Jesus’ teaching suggests that there is a third way – a way between capitulation and all out war, a way that respects the needs of both parties in a relationship. In the therapy that I’ve done over the years, therapists have emphasized to me the difference between reacting and responding. When we end up yelling at our partner because we’ve reached the end of our rope or because we don’t know what else to do with how their actions are making us feel, that is reacting.

When we start passively resisting what our partner suggests to us without talking to them, that’s another way of reactivity. A third way is responding to a difficult situation, daring to talk about it rather than react to it, getting help from a third party to reach through and try to satisfy the needs of both partners rather than to assume that one is right and one is wrong, or that one person has to win.

Jesus’ Third Way is a way to expect respect and to give respect. We can apply these principles in our personal lives or in our dealings with political figures, the way we did last Sunday. Turning the other cheek means that we demand that other people treat us with respect, that people, no matter who they are, treat us as an equal, not as an underling. When we find creative ways to make that happen, we are following Jesus’ Third Way.
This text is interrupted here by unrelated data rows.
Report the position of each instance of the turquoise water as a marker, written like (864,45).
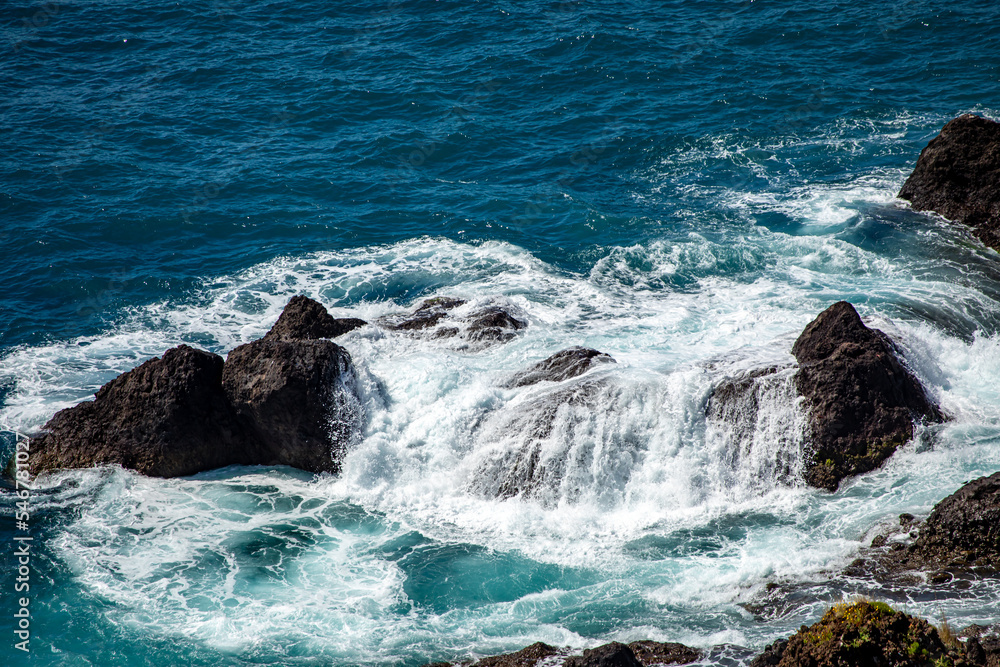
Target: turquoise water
(681,185)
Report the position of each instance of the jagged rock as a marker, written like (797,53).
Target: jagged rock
(862,401)
(537,444)
(425,316)
(493,324)
(958,176)
(862,634)
(305,319)
(165,418)
(563,365)
(298,397)
(435,318)
(651,653)
(752,422)
(642,653)
(963,530)
(771,655)
(614,654)
(277,400)
(526,657)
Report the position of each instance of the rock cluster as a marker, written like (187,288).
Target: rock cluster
(437,318)
(862,401)
(869,633)
(963,530)
(562,365)
(287,399)
(614,654)
(958,176)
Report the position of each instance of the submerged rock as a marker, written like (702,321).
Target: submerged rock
(558,446)
(958,176)
(636,654)
(166,418)
(305,319)
(756,427)
(436,318)
(963,530)
(563,365)
(279,400)
(862,401)
(863,634)
(428,314)
(664,653)
(614,654)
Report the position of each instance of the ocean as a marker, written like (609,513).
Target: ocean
(681,185)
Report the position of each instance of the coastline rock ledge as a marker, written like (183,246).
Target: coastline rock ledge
(287,399)
(862,401)
(958,176)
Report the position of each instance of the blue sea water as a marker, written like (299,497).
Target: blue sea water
(681,185)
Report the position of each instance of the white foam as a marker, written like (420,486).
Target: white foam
(679,316)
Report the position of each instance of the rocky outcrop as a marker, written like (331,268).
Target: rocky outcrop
(167,417)
(615,654)
(862,401)
(279,400)
(963,530)
(298,397)
(958,176)
(536,445)
(438,318)
(305,319)
(562,365)
(865,633)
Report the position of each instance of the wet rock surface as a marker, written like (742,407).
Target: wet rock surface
(563,365)
(869,633)
(167,417)
(862,401)
(305,319)
(963,530)
(278,400)
(958,176)
(439,318)
(541,448)
(298,397)
(614,654)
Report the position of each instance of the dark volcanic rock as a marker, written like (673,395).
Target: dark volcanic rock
(526,657)
(651,653)
(608,655)
(636,654)
(298,397)
(541,442)
(428,314)
(436,318)
(862,402)
(750,411)
(305,319)
(563,365)
(285,399)
(167,417)
(494,324)
(958,176)
(863,634)
(963,530)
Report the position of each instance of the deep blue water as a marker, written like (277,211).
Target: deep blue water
(682,185)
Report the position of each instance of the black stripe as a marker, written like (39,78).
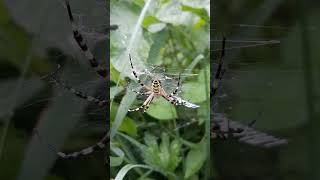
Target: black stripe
(93,62)
(102,72)
(77,36)
(69,10)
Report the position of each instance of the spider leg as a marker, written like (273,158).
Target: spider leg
(175,100)
(142,93)
(177,88)
(101,71)
(220,72)
(145,105)
(136,76)
(100,102)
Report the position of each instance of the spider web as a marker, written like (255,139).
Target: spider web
(56,41)
(252,75)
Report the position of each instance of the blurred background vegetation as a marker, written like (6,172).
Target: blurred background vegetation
(34,37)
(275,84)
(166,142)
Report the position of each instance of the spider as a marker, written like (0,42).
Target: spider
(156,90)
(223,128)
(100,70)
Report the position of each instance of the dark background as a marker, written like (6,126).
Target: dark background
(275,84)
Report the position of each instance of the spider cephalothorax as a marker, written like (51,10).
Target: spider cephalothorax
(156,90)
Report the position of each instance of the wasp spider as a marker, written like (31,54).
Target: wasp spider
(156,90)
(100,70)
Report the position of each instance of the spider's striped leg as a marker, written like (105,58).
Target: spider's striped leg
(88,150)
(145,105)
(100,102)
(102,71)
(177,88)
(175,100)
(142,93)
(220,71)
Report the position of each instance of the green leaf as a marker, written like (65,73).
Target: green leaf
(201,12)
(195,159)
(159,40)
(166,156)
(122,173)
(116,161)
(161,109)
(123,123)
(149,20)
(194,92)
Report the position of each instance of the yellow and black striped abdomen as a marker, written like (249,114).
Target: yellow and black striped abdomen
(156,86)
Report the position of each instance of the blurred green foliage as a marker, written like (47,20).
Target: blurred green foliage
(169,142)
It takes some work, some careful thought and some risk, but we can apply this kind of creativity and respect for ourselves and others in every part of our lives. This is God’s dream for us, that we find a way out of no way. God offers that way to us, no matter where or who we are. God offers a way of self-respect and respect for others. God’s dream is not always the easy path, but it’s a path of richness and our best selves.